The April 2019 Mayo Clinic Proceedings published a special article entitled, "Finding Hope and Healing When Cure is Not Possible." Brad Stuart (affiliated with Coalition to Transform Advanced Care) and co-authors reported on an approach for patients and families with pediatric brain tumors.  

In this group of patients, they emphasized how clinicians can help guide patients and families between focused hope (which centers on cure) to intrinsic hope, which they describe as offering a more realistic and resilient emotional foundation as the child’s death approaches and letting go becomes essential. The authors go on to emphasize the importance of cherishing the present and creating new memories that outlast the disease, while avoiding the construct that no more can be done and emphasizing there is a great deal to do in providing physical, emotional and spiritual comfort. They detailed how physicians and others can be unconditionally present with patients and families without immersing themselves in anguish.
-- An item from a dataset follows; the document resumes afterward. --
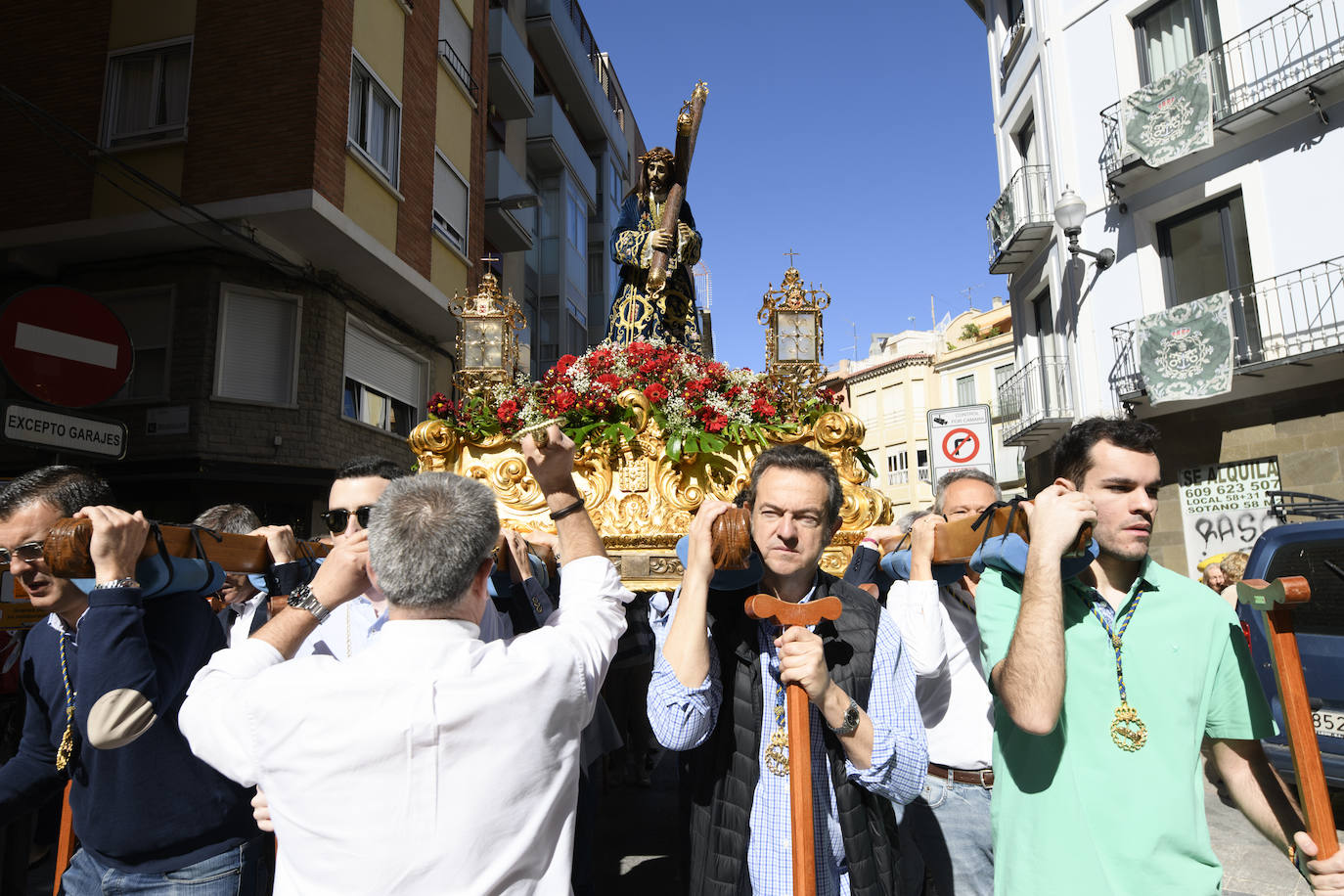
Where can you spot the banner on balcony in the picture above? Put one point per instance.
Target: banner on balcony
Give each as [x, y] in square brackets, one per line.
[1171, 117]
[1186, 352]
In the accompanying editorial, written by Paul Mueller, an internist within the Mayo Clinic Health System, he takes us back to Sir William Osler (1849-1919) and his approach to patient care when options for cure were more limited. Mueller emphasizes that pain control is essential when hope is limited and that acknowledgement that the physician will not abandon the patient is key in providing intrinsic hope. Further, Mueller describes Osler’s admonishment that physicians should not “go about among patients with a long face”.

Having practiced chronic and cancer pain medicine for some years in my own career both Stuart’s and Mueller’s advice rings true to me. I often shared with my cancer pain patients a triad of promises. It went like this, “First, I will not abandon you, second, I will tell you when I don’t know the answer, and third, I will never lie to you.” I often shared with the fellows training in pain medicine that those three statements were the equivalent of 20 mg of morphine sulfate three times a day. Of course, that was a bit of hyperbole. What these physicians in training also learned was sometimes just being present and holding a patient or family member’s hand was more important than words.

With Stuart and Mueller’s manuscripts in my file, I now know that what I was doing was providing intrinsic hope. It is not avoiding the fear of death, rather, it is accepting death and building trust and memories.